3. What is the role of nutritional therapy in the management of cancer patients with the anorexia-cachexia syndrome?
a. Is there a benefit to nutritional support in the cancer patient who will have surgery? The Veterans Affairs Total Parenteral Nutrition Cooperative Study Group studied 395 patients who underwent elective laparotomy or noncardiac thoracotomy. These patients were randomly assigned to receive parenteral nutrition versus a regular diet for one to two weeks prior to surgery. Patients with mild malnutrition did not benefit from parenteral nutrition. Patients with severe malnutrition who received parenteral nutrition had a lower incidence of complications related to healing. Muller et al. showed fewer complications in patients with upper gastrointestinal cancer who received preoperative parenteral nutrition.
b. Does nutritional support (apart from preoperative support) affect the survival of cancer patients? Klein et al. showed that patients undergoing chemotherapy who are given parenteral nutrition have higher rates of pneumonia and sepsis. No benefit in survival, treatment tolerance, side effects of antineoplasic therapy, or response to treatment has been shown in cancer patients receiving nutritional support.
Nutritional support in cancer patients should be restricted to those with a prolonged life expectancy but who are unable to maintain adequate intake on their own for a long period of time. This may result in an improved quality of life.
 

c. A few clinical trials showed increased caloric and protein intake but resulted in no improvement in nutritional status, weight, tumor response, survival, or quality of life.

 
4. What pharmacologic interventions are available for the treatment of the cancer related anorexia-cachexia syndrome?
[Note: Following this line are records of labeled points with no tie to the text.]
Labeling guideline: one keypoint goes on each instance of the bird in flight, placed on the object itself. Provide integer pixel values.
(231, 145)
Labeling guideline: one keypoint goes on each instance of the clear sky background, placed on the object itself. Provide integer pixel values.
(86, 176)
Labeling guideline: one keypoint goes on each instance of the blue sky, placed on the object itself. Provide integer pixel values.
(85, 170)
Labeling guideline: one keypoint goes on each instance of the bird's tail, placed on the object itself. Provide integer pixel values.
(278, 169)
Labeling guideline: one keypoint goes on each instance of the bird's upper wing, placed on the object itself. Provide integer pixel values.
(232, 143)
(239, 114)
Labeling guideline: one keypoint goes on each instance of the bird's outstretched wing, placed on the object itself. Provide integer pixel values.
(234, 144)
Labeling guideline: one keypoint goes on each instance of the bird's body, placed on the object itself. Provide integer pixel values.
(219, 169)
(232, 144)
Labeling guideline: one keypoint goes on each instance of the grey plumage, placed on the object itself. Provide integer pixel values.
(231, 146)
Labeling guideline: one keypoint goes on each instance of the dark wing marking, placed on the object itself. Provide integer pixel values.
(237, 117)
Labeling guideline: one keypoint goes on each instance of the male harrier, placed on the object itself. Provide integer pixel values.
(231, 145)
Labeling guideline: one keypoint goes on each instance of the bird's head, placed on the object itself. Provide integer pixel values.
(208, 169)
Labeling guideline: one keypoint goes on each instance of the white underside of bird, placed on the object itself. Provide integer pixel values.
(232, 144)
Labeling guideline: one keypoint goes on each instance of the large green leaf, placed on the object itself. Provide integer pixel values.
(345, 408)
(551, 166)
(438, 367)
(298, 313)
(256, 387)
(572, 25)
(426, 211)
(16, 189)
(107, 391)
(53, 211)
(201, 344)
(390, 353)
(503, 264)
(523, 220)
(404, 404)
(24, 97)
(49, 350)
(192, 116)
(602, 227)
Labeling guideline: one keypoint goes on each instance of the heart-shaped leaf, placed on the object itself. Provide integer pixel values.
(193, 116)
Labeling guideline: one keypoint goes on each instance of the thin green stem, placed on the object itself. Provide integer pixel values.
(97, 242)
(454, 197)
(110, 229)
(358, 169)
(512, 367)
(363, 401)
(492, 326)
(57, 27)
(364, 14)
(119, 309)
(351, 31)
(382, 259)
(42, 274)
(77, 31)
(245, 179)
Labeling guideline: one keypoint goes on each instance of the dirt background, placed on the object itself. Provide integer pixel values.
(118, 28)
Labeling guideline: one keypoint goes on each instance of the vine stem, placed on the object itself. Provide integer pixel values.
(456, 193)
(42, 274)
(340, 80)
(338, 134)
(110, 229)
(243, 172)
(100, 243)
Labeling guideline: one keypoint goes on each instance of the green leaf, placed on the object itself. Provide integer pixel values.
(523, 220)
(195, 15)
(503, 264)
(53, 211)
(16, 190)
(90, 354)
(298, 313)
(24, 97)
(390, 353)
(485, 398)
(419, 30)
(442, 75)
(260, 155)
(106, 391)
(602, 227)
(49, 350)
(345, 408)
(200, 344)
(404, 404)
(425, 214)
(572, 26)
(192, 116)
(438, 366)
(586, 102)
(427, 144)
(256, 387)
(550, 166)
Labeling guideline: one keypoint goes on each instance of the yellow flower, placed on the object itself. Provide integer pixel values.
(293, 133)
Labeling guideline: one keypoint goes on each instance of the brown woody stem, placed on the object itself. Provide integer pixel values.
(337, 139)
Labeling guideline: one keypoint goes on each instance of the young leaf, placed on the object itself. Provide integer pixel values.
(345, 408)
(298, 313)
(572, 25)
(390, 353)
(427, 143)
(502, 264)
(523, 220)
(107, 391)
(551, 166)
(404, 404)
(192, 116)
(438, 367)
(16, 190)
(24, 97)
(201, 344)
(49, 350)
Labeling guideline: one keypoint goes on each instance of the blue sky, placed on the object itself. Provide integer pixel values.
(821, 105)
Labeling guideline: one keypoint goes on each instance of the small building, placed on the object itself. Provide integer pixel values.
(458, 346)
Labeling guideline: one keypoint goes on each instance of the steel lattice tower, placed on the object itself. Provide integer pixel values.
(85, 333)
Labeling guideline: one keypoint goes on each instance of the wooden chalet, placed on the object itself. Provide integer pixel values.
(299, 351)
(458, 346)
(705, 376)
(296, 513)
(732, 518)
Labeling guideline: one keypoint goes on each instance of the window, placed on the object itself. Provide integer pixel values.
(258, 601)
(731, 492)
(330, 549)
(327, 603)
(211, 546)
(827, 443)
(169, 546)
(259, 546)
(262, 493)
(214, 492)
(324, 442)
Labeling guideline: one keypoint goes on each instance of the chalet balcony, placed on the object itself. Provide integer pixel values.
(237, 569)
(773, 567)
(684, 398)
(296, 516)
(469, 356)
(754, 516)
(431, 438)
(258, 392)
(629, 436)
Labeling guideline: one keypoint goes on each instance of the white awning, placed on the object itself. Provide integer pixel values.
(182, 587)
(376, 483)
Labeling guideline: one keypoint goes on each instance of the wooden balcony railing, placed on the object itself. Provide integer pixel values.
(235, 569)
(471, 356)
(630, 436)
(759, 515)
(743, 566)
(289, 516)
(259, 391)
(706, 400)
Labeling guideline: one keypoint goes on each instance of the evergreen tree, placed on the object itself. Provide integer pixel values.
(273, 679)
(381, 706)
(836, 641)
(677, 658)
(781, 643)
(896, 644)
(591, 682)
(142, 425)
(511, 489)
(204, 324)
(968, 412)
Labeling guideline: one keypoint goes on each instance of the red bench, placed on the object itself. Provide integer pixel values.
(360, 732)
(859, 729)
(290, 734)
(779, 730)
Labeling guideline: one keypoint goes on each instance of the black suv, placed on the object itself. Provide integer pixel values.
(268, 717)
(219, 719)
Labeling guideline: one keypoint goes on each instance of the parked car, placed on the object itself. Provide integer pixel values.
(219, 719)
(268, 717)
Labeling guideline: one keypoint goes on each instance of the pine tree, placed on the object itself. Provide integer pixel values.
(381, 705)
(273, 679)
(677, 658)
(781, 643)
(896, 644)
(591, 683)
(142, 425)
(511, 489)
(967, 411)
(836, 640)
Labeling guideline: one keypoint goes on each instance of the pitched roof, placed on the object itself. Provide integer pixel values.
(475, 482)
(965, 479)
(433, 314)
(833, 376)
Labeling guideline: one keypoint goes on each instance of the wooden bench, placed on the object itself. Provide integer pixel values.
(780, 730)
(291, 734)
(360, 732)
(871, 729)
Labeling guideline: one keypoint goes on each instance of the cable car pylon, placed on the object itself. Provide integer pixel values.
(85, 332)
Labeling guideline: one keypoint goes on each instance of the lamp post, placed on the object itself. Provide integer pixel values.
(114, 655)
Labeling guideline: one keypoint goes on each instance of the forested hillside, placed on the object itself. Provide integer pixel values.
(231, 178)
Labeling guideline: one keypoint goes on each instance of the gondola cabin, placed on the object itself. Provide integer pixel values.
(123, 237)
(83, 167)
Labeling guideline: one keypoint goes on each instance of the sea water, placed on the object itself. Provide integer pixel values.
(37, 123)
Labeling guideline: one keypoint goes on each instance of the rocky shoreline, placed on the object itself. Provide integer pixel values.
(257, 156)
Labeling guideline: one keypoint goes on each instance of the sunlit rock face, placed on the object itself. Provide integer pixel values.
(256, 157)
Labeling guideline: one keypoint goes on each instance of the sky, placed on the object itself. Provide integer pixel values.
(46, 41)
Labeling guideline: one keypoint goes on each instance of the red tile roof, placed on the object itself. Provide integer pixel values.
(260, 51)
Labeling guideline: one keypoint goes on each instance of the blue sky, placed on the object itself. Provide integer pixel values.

Resting energy expenditures are elevated, and increased intermediary metabolism, proteolysis, and lipolysis occur independently of caloric intake. An interaction between catecholamines, prostaglandins, and inflammatory cytokines seems to be responsible for cachexia. Thus, pharmacologic tretment should increase appetite and decrease metabolism. The first agents used in the management of anorexic cancer patients were corticosteroids such as dexamethasone, methylprednisolone, and prednisolone. These agents stimulate the appetite. The mechanism of action is unclear but may be due to their euphorigenic effects. The duration of appetite stimulation, however, is short and frequently requires increasing doses over time. Patients experience the usual adverse effects associated with chronic steroid use. Medroxyprogesterone and megestrol acetate have also been evaluated. Their mechanism of action may be related to their anabolic effects as well as to appetite stimulation. Most patients experience increased appetite but only a small percent increase as much as 10% of their weight. Their use is not associated with improvements in body composition as measured by anthropometrics. In one study dronabinol was less effective than megestrol acetate. In view of the role that cytokines have in the pathogenesis of cancer wasting, several anticytokine modalities have been tried. Pentoxyfylline has been shown to be inhibit TNF production in lymphocytes and its use has been associated with reduced TNF levels in cancer patients. These patients reported weight gain and an increase in well being. Whether its use is associated with improved outcome has yet to be studied. Thalidomide has also been shown to inhibit TNF production. It has been associated with significant weight gain in AIDS patients. Studies in cancer patients are inconclusive. Those drugs under study include antiserotonergic drugs, gastroprokinetic agents, branched-chain amino acids, eicosapentanoic acid, cannabinoids, and melatonin--all of which act on the feeding-regulatory circuitry to increase appetite and inhibit tumor-derived catabolic factors to antagonize tissue wasting and/or host cytokine release.